Professor N. K. Sugimura
Biography
I specialise in the literature and culture from the period 1550-1760. I primarily work on seventeenth-century England, with a particular focus on John Milton, though my recent work has moved into Milton’s reception history in the Long Eighteenth Century and Enlightenment cultures. I have also published articles and book chapters on early modern dramatists, including Shakespeare; seventeenth-century poets (aside from Milton); and eighteenth-century literary culture in relation to Milton.
Research Interests
My first monograph, “Matter of Glorious Trial”: Material and Spiritual Substance in
Paradise Lost
(Yale University Press, 2009) was the first study to reevaluate Milton’s
intellectual inheritance (from Plato, Aristotle, and the scholastics)
and to propose that Milton’s poetry responds
to these philosophic legacies by placing conflicting ontological
visions in opposition to one another.
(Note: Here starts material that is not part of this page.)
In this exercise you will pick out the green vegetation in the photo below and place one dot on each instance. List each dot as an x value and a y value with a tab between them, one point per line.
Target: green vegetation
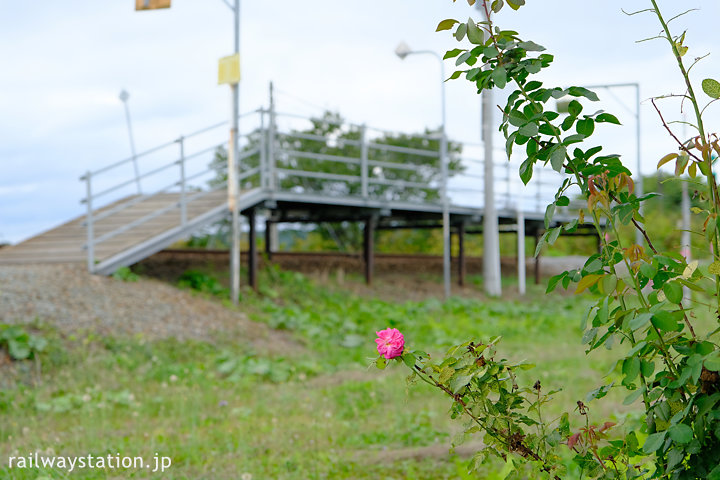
315	411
The book suggests that poetry was
for Milton a mode of thinking, or philosophic speculation, and that this
practice is exemplified in the ontological commitments
emerging from Paradise Lost and throughout the rest of his poetic oeuvre.
Since the publication of Matter of Glorious Trial, my research and teaching interests have expanded to meditate
increasingly on the more human dimension of, and
responses to, transcendent experiences, specifically in the context of
the passions, rhetoric, theories of affectivity, and the sublime.